More studies, more models, more images, more thinking about ourselves as brains with a discrete set of localized functions that coalesce into behaviors and thoughts and feelings. Sociologists and anthropologists who study the popular impact of scientific ideas began calling this “cerebral subjecthood,” but the same sentiment comes across in the slogan of the San Francisco “brain gym” vibrantBrains: “You are your brain.”
Replicating the completionist model of the HGP, this initiative aims to map the activity of each of the brain’s 100 billion neurons. Presumably, Obama is aware of the previous Decade of the Brain. One hopes that somebody in the Office of Science and Technology Policy, which is reportedly organizing the project, did some digging to find out what exactly the old Decade of the Brain did.
Aside from the impact of ubiquitous brain images and localization arguments on the behavioral sciences and on popular culture, we didn’t get remotely close to “unlocking” the basis of human behavior or understanding cognition on anything more than a schematic level. Economic innovation is always a centerpiece of selling a Big Science initiative to the public, even if it’s often misguided.
Did the Decade of the Brain produce new drugs, new products to market, new technologies to hook people on? The 1990s produced all of those things, but researchers hashing out the functions of the cerebral cortex played a minor role, if any at all. The grand irony, when the Decade wound down, was the emergence of “neuromarketing,” which uses brain scans and localization models to explain why commercials make us feel certain ways: because they activate parts of the brain associated with feelings.
Will this decade of the brain be like the old Decade of the Brain’s evil twin? Will scientists figure out mind control and thought policing, and learn how to implant false memories in our neural circuitry? (A Philip K. Dickade of the Brain?) Frankly, neither our goals nor our inability to accomplish them have changed much, despite impressive advances in imaging technology and data storage capacity. There’s certainly nothing wrong with trying, but the way we go about such a large project will have an impact on the health and human sciences as a whole.
It’s dangerous for scientists placed under a perverse mandate to churn out significant results.
However, it’s dangerous to conflate science and economics in the way that politicians must in order to make utilitarian arguments about spending taxpayer money (Obama did exactly this in his State of the Union, declaring that “Every dollar we invested to map the human genome returned $140 to our economy.”). It’s dangerous for scientists placed under a perverse mandate to churn out significant results, as if those results will flow right into the product-development pipeline and create jobs plus cure cancer for working-class Americans.

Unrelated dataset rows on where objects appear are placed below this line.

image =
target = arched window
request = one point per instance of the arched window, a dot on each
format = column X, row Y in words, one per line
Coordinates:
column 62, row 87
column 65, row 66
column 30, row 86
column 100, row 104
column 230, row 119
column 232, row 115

Another decade of the brain is good if we can take this opportunity to ponder the irresolvable nature of consciousness. It’s good if we can do that while holding out hope that our efforts will eventually lessen the suffering caused by dementia, traumatic brain injury, and other neurological afflictions. It is unclear to many researchers whether a brain activity map of the type proposed will do any of these things.
The Decade of the Brain never ended. It’s been with us through the Iraq War and the return of neurologically-injured veterans, the rise of Adderall, the autism epidemic, and assorted “brain health” trends, which look a lot like regular health trends with added Sudoku puzzles. The fact that we’re declaring it again might just reinforce the circularity of our urge to self-discovery. A new decade of the brain might also produce modest innovations, but we should prepare to talk honestly about the costs—not in dollars, but in perspectives obscured and paths not taken.